The play “Our Class” carries me back to my ancestors, to my grandparents, and the sudden chaos that engulfed their placid lives. Again and again, I try to understand why and how my grandma’s neighbour Elif and her husband Murad turned out to be bloodthirsty vampires?
In a small, idyllic, village, locals driven by self-interest, vindictive and spiteful, commit the most horrible crimes in the name of an ideology or religion. They gather the Jews inside a barn, (the Armenians inside the church) and set it on fire. They watch it as though watching fireworks. People who previously lived together and were neighbors suddenly are turned into executioners and degenerate into a lawlessness of the most wicked sort. Afterwards, the violence is blamed on others— other people, other things.

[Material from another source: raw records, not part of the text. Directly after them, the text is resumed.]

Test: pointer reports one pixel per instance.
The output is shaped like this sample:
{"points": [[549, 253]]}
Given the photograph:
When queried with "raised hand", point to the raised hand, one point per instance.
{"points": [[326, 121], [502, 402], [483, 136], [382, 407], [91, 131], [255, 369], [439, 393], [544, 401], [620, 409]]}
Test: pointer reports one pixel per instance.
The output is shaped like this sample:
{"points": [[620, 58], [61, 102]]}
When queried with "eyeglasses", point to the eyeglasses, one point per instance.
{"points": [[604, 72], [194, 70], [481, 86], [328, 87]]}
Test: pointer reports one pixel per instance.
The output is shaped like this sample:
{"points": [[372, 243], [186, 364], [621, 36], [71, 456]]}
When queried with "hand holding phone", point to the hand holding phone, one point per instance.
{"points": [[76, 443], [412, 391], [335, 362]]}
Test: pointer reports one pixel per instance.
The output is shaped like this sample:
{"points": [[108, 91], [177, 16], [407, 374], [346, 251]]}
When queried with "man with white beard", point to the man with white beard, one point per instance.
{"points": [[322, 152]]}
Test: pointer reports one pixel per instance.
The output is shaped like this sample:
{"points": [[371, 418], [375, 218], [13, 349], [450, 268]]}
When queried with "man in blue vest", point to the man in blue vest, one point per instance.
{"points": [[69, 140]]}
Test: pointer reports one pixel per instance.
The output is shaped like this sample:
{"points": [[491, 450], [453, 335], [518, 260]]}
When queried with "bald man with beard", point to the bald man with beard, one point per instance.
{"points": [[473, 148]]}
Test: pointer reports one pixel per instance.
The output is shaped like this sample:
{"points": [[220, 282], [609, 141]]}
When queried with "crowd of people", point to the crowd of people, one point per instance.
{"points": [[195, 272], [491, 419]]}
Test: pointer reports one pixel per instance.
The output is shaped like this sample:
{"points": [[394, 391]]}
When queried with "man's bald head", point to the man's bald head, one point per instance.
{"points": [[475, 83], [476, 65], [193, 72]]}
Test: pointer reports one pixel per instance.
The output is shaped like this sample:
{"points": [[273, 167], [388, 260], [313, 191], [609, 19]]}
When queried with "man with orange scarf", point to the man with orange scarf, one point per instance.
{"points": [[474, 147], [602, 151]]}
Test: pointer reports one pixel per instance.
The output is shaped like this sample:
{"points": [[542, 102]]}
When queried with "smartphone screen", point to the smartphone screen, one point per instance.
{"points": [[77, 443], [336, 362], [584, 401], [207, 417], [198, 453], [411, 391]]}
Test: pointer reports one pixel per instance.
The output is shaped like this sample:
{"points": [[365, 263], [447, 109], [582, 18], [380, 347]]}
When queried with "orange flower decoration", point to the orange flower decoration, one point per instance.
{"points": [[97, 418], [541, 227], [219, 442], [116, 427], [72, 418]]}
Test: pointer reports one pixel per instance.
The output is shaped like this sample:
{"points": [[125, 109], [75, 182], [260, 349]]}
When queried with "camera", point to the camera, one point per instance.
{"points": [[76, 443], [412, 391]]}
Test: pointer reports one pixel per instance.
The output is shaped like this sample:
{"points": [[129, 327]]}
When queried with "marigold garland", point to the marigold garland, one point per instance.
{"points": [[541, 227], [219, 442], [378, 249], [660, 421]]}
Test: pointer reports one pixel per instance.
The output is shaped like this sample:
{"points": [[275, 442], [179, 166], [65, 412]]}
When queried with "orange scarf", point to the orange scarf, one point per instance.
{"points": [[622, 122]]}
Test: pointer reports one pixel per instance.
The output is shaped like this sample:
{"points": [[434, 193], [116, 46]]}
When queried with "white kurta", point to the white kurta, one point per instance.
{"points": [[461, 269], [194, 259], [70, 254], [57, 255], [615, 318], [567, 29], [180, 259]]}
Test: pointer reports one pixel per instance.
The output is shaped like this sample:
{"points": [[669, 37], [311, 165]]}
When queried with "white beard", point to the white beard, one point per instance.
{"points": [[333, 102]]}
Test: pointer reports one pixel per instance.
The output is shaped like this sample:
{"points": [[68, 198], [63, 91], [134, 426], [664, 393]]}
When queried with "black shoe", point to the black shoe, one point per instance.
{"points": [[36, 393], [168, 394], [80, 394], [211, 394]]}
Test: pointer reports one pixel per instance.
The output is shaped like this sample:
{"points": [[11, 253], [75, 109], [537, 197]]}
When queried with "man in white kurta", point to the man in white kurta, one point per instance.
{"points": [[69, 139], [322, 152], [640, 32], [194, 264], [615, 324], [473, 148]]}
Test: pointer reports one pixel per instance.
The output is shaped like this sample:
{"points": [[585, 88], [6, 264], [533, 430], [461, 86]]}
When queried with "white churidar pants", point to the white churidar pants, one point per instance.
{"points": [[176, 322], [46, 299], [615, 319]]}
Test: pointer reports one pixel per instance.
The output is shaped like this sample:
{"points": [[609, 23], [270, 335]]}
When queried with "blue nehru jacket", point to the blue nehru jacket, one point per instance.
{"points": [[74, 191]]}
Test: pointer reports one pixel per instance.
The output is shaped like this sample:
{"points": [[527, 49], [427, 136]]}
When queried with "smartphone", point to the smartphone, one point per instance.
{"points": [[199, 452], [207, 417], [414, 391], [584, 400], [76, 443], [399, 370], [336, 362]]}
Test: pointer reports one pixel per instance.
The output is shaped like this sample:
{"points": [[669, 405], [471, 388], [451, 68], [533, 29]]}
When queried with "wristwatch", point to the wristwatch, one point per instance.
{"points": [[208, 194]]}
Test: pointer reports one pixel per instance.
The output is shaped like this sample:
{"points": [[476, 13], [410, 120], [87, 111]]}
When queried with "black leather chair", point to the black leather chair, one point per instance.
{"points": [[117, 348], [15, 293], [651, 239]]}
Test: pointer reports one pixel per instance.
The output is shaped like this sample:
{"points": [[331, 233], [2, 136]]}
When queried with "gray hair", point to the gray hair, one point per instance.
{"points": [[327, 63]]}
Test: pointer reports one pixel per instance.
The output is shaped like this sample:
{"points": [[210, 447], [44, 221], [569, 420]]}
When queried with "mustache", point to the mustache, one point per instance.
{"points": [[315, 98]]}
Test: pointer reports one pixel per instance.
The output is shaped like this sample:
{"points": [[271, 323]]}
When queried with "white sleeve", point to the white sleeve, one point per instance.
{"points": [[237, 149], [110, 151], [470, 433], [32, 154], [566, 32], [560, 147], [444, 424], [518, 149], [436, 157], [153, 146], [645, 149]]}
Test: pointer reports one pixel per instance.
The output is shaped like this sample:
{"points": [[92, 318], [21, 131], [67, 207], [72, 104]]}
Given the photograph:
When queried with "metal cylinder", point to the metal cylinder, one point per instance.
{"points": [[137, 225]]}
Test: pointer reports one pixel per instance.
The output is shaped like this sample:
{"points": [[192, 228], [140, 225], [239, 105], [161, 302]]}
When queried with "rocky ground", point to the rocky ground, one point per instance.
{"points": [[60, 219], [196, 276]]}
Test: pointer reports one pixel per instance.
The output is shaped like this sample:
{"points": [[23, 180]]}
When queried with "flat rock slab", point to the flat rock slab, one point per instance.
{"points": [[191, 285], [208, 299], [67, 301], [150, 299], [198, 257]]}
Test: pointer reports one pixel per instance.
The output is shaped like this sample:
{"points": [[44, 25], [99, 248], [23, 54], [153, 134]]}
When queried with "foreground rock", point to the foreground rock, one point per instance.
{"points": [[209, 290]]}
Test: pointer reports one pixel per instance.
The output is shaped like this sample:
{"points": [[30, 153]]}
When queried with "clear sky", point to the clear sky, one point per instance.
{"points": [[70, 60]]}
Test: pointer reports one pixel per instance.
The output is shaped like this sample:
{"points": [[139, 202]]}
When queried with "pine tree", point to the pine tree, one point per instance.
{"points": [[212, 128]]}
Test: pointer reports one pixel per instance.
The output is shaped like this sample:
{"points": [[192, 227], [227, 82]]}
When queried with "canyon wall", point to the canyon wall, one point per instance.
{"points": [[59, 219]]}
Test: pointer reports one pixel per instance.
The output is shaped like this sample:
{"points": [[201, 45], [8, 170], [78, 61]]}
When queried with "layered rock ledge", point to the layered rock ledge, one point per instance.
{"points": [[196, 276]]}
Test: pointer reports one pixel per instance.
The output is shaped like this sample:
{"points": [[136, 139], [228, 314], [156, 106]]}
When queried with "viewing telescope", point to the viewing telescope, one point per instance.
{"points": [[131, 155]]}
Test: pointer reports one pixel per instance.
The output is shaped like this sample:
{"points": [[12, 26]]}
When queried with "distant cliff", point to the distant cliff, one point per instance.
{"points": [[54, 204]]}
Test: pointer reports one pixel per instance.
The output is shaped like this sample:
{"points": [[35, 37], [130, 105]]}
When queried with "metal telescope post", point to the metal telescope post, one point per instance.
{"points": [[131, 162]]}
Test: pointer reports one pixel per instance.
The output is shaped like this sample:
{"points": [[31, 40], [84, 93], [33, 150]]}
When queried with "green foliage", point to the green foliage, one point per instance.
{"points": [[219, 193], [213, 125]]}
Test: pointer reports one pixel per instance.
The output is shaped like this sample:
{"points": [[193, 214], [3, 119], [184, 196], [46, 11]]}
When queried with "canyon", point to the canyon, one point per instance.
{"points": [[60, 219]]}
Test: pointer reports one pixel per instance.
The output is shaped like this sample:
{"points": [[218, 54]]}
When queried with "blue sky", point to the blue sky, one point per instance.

The story is frighteningly similar, the Polish Jews’ and Armenians’, the Poles’ and Turks’.
And then I think about the children, ours and theirs. What do we talk about in our school classes today? Sustainable lifestyles, climate issues are in the foreground for our kids at school. We educate them about creating a sustainable society. But sustainability is not just about ecology. Sustainability is about values that keep our civilization strong and going.
And Tadeusz Slobodzianek’s work “Our Class” is a great source that should be included in our school classes.
It’s true that the play is set in World War II and the time that preceded the war. But it is also a good instrument to illustrate the pattern of events of our own times, and maybe, even the world that awaits our children and grandchildren. The political turmoil around the world— the recent developments in the Middle East, in Syria, in Iraq, in Kenya— clearly tells us we need guidance.
We all know that morality and conscience, virtue and evil, are complicated issues. That does not stop us from discussing these tough issues. However, what is rarely debated is how to deal with these questions today, in our own time, when we lack common standards, a moral compass, grounds for consensus. In the absence of a guiding compass, respect for human dignity is subordinated to more short-term goals— a political explanation, a temporary or trendy solution.
I listen to the news and watch mothers crying, for children swallowed by the waters. The lump in my throat is never far away. It is deeply shocking. The fate of all Christians in the Middle East is scary. Where are we headed?
Yet I am also aware that people around the globe are exhausted with the news and have no appetite to spend time and energy to understand the forces that cause a person to completely abandon her decent human values and suppress compassion. We refuse to listen even when the murderers boast of their abuse and crack jokes about the horrors they committed, or make a musical out of the mass murder. Have you seen “The Act of Killing” by the Canadian Joshua Oppenheimer? See it. You will understand what it means to illustrate murder and then dance in ecstasy.
Yes, I am convinced that we are surrounded by a culture of silence, a silence reinforced by the ghosts of mutual blackmail. We live in blessed ignorance. We sing folk songs, recite poems, watch action-packed movies. Meanwhile, what is happening around is not a bit comical. We are all anti-heroes with an air of forced self-righteousness. Or, we avoid people, and watch channels where no human beings are shown.
The world around us is a theater that upsets and hurts. But remember that history is always a part of the present. Remember that there were people who loved, killed, tortured, burned, buried, repented, excused themselves, and died. However the violence, the killings, and those who perished, the dead bodies are always left at the scene, no one ever disappears. What is going on around us today makes for a show so dense, so powerful, that it seems we are seated in the theater on the brink of one of history’s greatest black holes.
And that hole is still tugging…
Excellent article! I hope we can change our old and worn out educational system and teach our kids about human virtues. Otherwise we are going to repeat the history again and again by killing each other.We need to know how to love and tolerate each other.Despite all the differences we are all one!